We had talked about straight out linear regression and classification. We talked about how to
use those in bio-inspired computation in neural networks, which is just basically having networks
of linear classifiers, which again you did weight fitting for.
The last thing we looked at was support vector machines. Essentially, we're doing linear
regression or classification again. Only this time, we add two more tricks essentially,
which makes this extremely useful and once it's well implemented, you can basically use
support vector machines out of the box. There are lots of packages around that give you
this.
What are the basic ideas? The basic idea is that we want to have instead of just any linear
classifier, we want to have a linear classifier that keeps maximum distance to all the examples
and the hope here is that this generalizes better than a randomly chosen one. We do every
linear regression. We don't know which one of these we'll actually get. What we do instead,
instead of doing straight out error minimization over the space of hypothesis, we do error
and distance to error minimization. In a way, instead of having a thin classifier, we're
optimizing also the thickness of our classifier that already works. That's the first idea.
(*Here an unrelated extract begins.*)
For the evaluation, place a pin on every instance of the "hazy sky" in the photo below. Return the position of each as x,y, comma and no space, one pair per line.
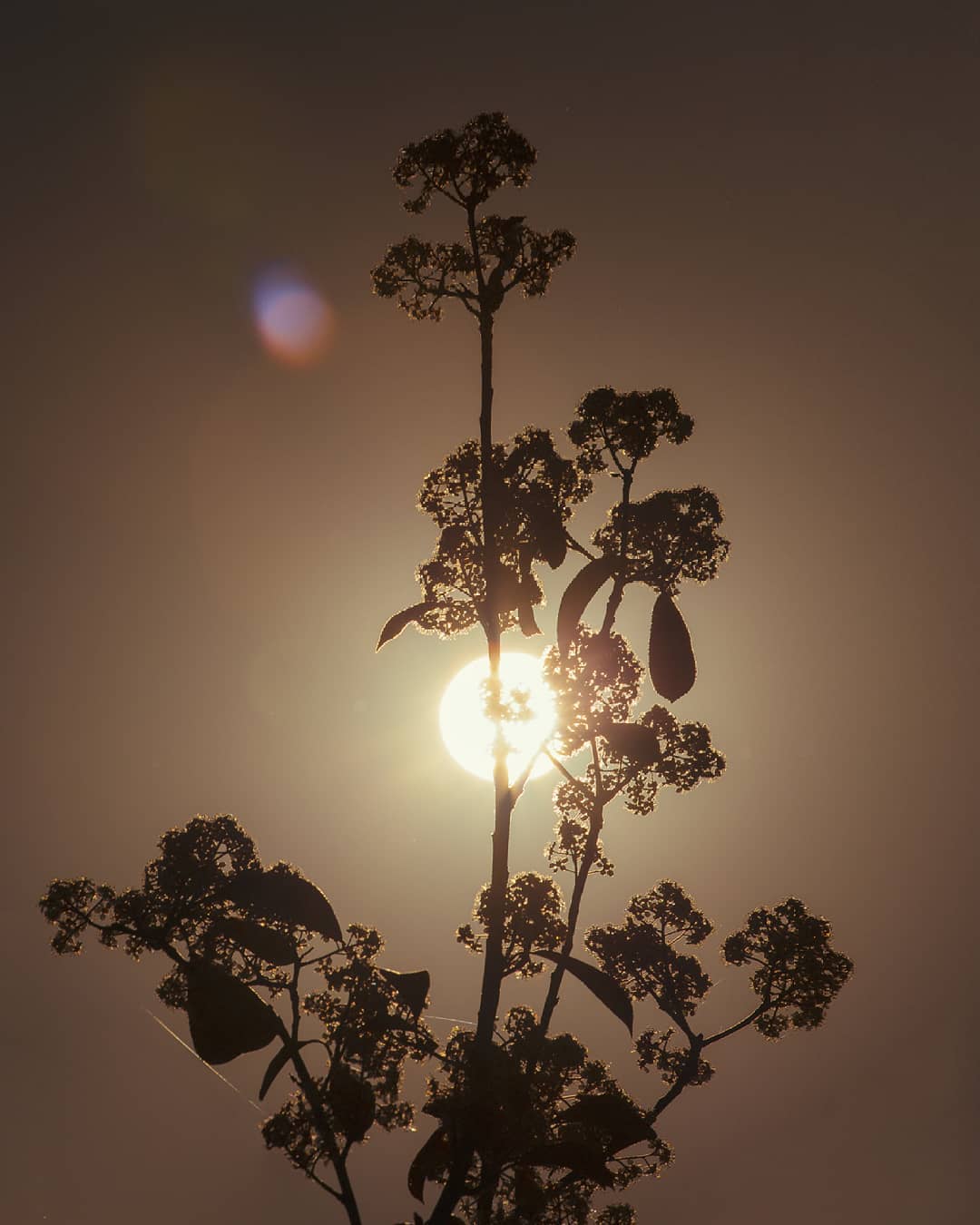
777,209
Get better generalization properties by keeping our distance and the way this will work out
is that miraculously, the methods will basically only take the support vectors, these examples
that are closest into account for classification, for the weight figure. That's the one idea.
You can do this by just the old minimization trick by adding a new breadth parameter, which
you also subject to minimization. You can do also something else, which is what's actually
done, as you can use quadratic programming methods, which are more efficient in practice.
Also allow, and that's the important part of this, the so-called kernel trick, which
is not as easily done in the minimization gradient descent method. The idea here is
that if you have non-linearly separable sets, you can sometimes transform them into higher
dimensions to make them linearly separable. The example that everybody uses, because it's
between two and three dimensions and not between five and 2,000 dimensions, which is actually
what happens in practice, is this one where you have a circle-shaped separator, which
is not linear, of course, but you can actually transform it into this cone-shaped distribution,
where as you know, if you have a cone, then a circle is just one way of cutting the cone,
if the support vector of the cutting plane is collinear with the axis of the cone, and
then you get a linear separator here.
Now, in principle, that's something you can always do, but the necessary transformations,
in this example, this one here, kind of play badly with your calculation. The advantage
of these quadratic programming approach is that actually you see that the data, the x
part here, only enters in the form of a cross product, which is the stuff you actually feed
into the kernel function, and very often you can actually compute your kernel of the cross
product without ever really computing the kernel function itself. The kernel disappears
into the woodwork, and of course that makes this approach very attractive and computationally
efficient.
And that's what SVM packages use. So they give you a standard set of kernels, and then
you can kind of project up, and that often gives you a separable feature space. And you
can imagine alone with these kind of ideas, with these cone-shaped embeddings, you get
all kinds of circles, ellipses, parabolas, and so on, dividing lines as cone sections
at any point. So if you adjust the weights here, instead of just having linear models,
you get essentially cone section models just by this little trick. And many of many point
sets become separable or almost separable if you allow yourself all kinds of cone sections.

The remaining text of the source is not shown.